Nel 2015 la popolazione straniera ha superato quota 5 milioni e rappresenta l’8,2% della popolazione complessiva. Non solo: tra la popolazione italiana 1 su 10 ha più di 75 anni, mentre tra gli stranieri appena 1 su 100. Una diversa composizione demografica che ha un impatto significativo sul mercato del lavoro e sul sistema del welfare e che è destinata ad accentuarsi nei prossimi anni.
La ricchezza prodotta e il contributo fiscale. Nel 2014 i contribuenti stranieri hanno dichiarato redditi per 45,6 miliardi e versato 6,8 miliardi di euro di Irpef netta. 
Mettendo a confronto i costi e benefici della presenza straniera (esclusivamente i flussi finanziari diretti), la differenza tra entrate e uscite mostra segno positivo: +3,9 miliardi di saldo attivo per le casse dello Stato.
Inoltre, considerando la ricchezza prodotta dai 2,3 milioni di occupati stranieri, nel 2014 il “Pil dell’immigrazione” ha raggiunto i 125 miliardi di euro, ovvero l’8,6% della ricchezza nazionale.
Le pensioni pagate dagli stranieri. Nel 2013 i contributi previdenziali hanno raggiunto quota 10,3 miliardi. Ripartendo il volume complessivo per i redditi da pensioni medi, si può affermare che i lavoratori stranieri pagano la pensione a 620 mila anziani italiani. Sommando i contributi versati negli ultimi cinque anni si può calcolare il contributo degli stranieri dal 2009 al 2013, pari a 45,7 miliardi di euro, volume sufficiente per una manovra finanziaria.

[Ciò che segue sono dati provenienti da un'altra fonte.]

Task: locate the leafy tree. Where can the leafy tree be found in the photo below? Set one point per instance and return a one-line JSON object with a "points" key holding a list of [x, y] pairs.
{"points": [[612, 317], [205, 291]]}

Il ruolo nei paesi d’origine. Nell’attuale dibattito sull’immigrazione, “aiutiamoli a casa loro” è uno degli slogan più diffusi, inteso come possibilità concreta per limitare l’immigrazione irregolare e le problematiche ad essa connesse. Tuttavia, i dati OCSE evidenziano come gli investimenti pubblici non rappresentano una priorità per i governi della vecchia Europa, nonostante già nel 2000 si fosse fissato come obiettivo lo 0,70% del PIL. L’Italia, ad esempio, investe in aiuti allo sviluppo appena lo 0,16% del PIL (meno di 3 miliardi di euro). Quota ampiamente superata dai flussi di denaro che gli immigrati inviano in patria, pari allo 0,31% del PIL (4,9 miliardi secondo la stima 2015).